I don’t know enough about HTML 5.0 to even comment, but I think it’s pretty clear that XHTML hasn’t been the end-game that everyone hoped it would be. I’d like to think that the skills required to construct a valid XHTML document will only benefit someone in the future working on HTML 5.0 or whatever the new standards become, but who knows.

April 23, 14h

Talk about looking left when I should have been looking right! Great post Dave, certainly proved to me that I’ve been working with my XHTML blinders on for far too long.

61
Bernhard Schulte says:
April 23, 15h

Some good reasons for sticking with HTML by Tina Holmboe from W3C XHTML working group.
http://www.dev-archive.net/articles/xhtml.html

Will says:
April 24, 00h

Is it really an either/or?

XHTML: I work at a web agency. We use the DOM to store data (well marked up visible “data” not goofy hidden stuff) and when I need to do something with that data, say, submit it to a server function with JS, I want to ensure that it’s XML happy already. Handily, I can use the validator to find out. I understand that I’m welcome to close my tags in HTML 4 but I don’t think the validator will tell me when I haven’t. We make a lot stuff. XHTML Strict is a good standard across all of our projects as it works for brochureware and apps.

HTML: Amen. Power to the people.

April 30, 04h

What are the problems with HTML4 and XHTML1?

HTML permits tag soup and the error handling is inconsistent across browsers.

XHTML, in its strict sense, doesn’t work in the real world at all. XHTML as HTML is a bit of a fudge and doesn’t deliver (m)any practical benefits.

However, HTML5 brings us two wonderful things.
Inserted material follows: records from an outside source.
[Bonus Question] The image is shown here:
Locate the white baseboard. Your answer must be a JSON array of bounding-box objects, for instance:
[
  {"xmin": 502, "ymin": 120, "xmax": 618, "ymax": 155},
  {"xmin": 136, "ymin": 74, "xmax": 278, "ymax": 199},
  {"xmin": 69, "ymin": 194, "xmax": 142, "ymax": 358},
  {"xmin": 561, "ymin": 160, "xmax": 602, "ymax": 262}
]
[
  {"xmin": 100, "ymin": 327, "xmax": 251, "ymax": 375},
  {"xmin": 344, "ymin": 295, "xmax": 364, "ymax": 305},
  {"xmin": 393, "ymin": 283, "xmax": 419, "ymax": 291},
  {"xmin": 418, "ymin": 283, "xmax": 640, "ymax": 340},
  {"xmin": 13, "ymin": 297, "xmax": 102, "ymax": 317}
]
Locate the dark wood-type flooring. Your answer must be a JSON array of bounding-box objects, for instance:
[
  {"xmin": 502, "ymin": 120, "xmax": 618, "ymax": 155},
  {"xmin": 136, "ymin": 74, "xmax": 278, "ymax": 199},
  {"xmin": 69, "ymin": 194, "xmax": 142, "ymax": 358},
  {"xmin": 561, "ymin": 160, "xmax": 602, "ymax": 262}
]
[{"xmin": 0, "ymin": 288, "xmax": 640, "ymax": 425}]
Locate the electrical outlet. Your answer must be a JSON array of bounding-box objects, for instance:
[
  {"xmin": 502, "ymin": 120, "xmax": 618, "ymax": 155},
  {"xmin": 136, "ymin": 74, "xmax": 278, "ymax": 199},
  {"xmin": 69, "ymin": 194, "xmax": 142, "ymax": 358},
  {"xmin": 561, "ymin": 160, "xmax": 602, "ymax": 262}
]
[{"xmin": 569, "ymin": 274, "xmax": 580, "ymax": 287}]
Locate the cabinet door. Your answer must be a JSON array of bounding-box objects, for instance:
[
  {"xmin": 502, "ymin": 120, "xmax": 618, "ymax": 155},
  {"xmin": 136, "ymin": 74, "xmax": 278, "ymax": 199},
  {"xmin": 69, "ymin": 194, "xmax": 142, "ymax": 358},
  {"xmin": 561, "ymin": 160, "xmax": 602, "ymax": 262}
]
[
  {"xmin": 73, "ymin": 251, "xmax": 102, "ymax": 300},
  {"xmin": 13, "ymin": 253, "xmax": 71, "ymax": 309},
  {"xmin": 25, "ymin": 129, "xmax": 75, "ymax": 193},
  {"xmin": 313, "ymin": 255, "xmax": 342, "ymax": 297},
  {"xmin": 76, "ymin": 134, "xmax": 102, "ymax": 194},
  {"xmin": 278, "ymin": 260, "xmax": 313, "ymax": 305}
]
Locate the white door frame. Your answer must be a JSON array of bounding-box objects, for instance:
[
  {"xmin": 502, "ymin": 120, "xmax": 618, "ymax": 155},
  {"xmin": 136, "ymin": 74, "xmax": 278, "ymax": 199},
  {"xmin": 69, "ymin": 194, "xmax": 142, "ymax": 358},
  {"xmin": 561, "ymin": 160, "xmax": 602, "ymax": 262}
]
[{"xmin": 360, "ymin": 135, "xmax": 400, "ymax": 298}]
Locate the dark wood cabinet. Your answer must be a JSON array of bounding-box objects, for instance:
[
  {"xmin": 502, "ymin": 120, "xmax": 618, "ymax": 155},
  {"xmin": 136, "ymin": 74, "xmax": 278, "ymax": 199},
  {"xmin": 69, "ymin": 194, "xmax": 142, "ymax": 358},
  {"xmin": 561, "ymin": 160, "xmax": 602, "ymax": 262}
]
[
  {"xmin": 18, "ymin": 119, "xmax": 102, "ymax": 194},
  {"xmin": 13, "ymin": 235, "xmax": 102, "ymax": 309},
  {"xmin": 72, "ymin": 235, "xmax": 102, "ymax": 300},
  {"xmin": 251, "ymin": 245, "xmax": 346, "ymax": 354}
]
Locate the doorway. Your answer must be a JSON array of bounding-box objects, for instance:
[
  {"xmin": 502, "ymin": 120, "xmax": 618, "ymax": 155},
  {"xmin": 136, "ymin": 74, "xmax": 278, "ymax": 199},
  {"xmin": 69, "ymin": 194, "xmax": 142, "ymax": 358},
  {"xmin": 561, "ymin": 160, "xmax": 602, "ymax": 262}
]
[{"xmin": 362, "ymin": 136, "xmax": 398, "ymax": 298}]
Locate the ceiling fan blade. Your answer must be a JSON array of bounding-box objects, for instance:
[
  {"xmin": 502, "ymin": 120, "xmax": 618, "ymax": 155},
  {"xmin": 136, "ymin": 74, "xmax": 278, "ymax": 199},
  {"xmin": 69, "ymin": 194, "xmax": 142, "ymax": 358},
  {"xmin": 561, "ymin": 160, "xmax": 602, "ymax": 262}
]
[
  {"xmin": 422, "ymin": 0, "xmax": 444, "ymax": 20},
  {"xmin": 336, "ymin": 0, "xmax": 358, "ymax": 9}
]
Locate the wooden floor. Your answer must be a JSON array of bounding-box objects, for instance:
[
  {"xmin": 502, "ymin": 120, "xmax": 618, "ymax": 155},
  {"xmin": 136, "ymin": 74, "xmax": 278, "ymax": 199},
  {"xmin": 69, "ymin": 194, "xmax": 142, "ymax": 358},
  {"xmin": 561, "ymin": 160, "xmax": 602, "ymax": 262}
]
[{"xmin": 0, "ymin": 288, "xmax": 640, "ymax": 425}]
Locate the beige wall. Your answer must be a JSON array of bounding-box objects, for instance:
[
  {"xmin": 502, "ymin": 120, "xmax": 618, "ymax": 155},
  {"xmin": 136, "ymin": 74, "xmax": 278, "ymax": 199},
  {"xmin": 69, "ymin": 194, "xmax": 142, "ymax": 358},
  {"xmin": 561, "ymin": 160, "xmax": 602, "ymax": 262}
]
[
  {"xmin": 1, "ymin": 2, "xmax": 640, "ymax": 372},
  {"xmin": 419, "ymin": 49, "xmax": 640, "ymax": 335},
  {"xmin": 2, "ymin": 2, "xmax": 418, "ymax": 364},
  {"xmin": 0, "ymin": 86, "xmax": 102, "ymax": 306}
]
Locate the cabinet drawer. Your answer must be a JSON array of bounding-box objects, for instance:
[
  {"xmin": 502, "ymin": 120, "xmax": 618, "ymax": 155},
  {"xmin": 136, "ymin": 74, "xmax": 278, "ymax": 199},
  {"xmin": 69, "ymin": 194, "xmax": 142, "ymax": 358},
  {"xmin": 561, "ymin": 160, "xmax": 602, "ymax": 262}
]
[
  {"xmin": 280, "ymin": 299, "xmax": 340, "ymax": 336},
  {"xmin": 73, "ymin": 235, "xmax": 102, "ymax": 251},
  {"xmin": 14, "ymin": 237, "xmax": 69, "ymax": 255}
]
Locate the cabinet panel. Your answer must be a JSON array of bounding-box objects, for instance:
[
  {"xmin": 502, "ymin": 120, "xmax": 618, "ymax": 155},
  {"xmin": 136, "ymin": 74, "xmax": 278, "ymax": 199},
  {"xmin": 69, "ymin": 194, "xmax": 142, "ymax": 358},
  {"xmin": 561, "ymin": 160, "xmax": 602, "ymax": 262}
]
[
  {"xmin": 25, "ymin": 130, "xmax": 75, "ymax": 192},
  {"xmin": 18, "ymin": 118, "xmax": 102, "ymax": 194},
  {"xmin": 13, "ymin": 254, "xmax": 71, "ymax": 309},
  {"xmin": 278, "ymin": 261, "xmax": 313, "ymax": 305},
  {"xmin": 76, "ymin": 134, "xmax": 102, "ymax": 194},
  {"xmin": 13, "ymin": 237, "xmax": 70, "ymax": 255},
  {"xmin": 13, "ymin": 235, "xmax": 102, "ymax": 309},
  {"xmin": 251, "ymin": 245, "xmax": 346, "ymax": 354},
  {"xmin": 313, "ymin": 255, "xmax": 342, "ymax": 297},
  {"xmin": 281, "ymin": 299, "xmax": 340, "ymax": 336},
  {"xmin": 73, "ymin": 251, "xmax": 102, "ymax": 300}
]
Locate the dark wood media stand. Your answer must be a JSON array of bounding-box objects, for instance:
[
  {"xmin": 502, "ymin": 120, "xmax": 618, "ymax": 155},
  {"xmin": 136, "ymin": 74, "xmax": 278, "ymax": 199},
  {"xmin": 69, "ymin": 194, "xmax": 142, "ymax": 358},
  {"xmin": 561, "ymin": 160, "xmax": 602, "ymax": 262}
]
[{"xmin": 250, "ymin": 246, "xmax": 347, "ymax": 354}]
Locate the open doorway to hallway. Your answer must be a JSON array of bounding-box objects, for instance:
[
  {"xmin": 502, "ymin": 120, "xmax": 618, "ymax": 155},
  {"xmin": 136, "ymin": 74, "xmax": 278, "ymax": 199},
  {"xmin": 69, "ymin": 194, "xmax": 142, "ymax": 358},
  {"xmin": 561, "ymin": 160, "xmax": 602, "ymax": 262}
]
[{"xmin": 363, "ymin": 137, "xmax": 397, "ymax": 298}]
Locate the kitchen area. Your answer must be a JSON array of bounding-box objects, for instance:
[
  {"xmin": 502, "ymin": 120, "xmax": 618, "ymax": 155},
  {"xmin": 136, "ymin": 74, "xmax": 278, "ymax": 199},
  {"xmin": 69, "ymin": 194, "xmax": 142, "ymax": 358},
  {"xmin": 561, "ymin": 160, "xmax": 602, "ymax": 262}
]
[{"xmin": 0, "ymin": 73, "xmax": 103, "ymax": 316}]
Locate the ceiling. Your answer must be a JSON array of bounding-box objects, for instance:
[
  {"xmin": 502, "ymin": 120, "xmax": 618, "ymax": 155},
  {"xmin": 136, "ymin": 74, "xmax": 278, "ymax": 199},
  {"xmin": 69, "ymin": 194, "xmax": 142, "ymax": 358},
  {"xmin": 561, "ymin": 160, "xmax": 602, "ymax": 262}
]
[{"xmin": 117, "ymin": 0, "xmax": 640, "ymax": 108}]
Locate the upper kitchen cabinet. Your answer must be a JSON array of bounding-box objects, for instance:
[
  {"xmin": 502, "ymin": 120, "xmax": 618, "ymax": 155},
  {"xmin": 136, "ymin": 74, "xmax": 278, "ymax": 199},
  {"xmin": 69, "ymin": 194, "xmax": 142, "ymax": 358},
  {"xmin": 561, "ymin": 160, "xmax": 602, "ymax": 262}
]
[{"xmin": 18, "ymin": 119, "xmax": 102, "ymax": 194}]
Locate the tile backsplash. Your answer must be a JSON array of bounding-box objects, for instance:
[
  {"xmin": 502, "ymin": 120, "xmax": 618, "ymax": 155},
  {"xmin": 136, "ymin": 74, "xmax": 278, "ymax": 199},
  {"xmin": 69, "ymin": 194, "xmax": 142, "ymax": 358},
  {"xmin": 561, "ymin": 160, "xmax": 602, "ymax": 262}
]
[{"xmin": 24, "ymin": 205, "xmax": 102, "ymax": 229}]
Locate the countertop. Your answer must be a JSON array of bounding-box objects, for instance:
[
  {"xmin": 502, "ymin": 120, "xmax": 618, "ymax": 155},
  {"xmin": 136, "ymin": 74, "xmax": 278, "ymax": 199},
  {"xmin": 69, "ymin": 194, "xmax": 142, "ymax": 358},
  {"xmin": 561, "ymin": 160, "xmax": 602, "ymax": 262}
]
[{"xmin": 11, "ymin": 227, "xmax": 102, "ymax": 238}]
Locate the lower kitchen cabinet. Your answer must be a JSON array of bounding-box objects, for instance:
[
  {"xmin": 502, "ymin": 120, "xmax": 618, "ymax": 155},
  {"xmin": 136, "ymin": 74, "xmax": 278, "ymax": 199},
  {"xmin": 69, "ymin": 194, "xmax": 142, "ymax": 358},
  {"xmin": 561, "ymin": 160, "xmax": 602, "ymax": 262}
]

1) HTML5 as XML. If/when we can every server XHTML properly, then the opportunity is there for us. XML is great for its simple parsing options.

2) Standardised error handling! Finally, we should have consistant handling of HTML5 errors (incorrect nesting, missing angle brackets, etc.) because the error handling has been specced for the first time. That takes away one of the biggest problems with HTML.

So, in conclusion, when implemented, we’ll have consistant error handling in HTML, and we’ll have an XML flavour available for those whoo need it.

So just pick the most suitable for yourself and get on with the job!

64
Reinmar says:
May 06, 06h

Good to see more people offering balanced views to the effect that XHTML is perhaps not the Holy Grail after all. I wish more folks would actually look at the technical facts and real-world status quo instead of clinging (often aggressively) to XHTML just because they’re emotionally invested in it.

In XHTML vs. HTML discussions, one of the common myths involved – apart from “it’s more semantic than HTML” – is that XHTML is somehow more beneficial to mobile devices. There’s a lot of evidence to the contrary. No mobile browser vendor can afford to exclude HTML 4.01, whether valid/strict or sloppy tag soup, since that would exclude the majority of the Web. Therefore, plain HTML is in no way disadvantageous.

Simon Pieters conducted some revealing tests: http://simon.html5.org/test/mobile/
Results: http://simon.html5.org/articles/mobile-results

The relevant bit here is summarized in the result notes: “… most [mobile browsers] seem to think that application/xhtml+xml is equivalent to text/html”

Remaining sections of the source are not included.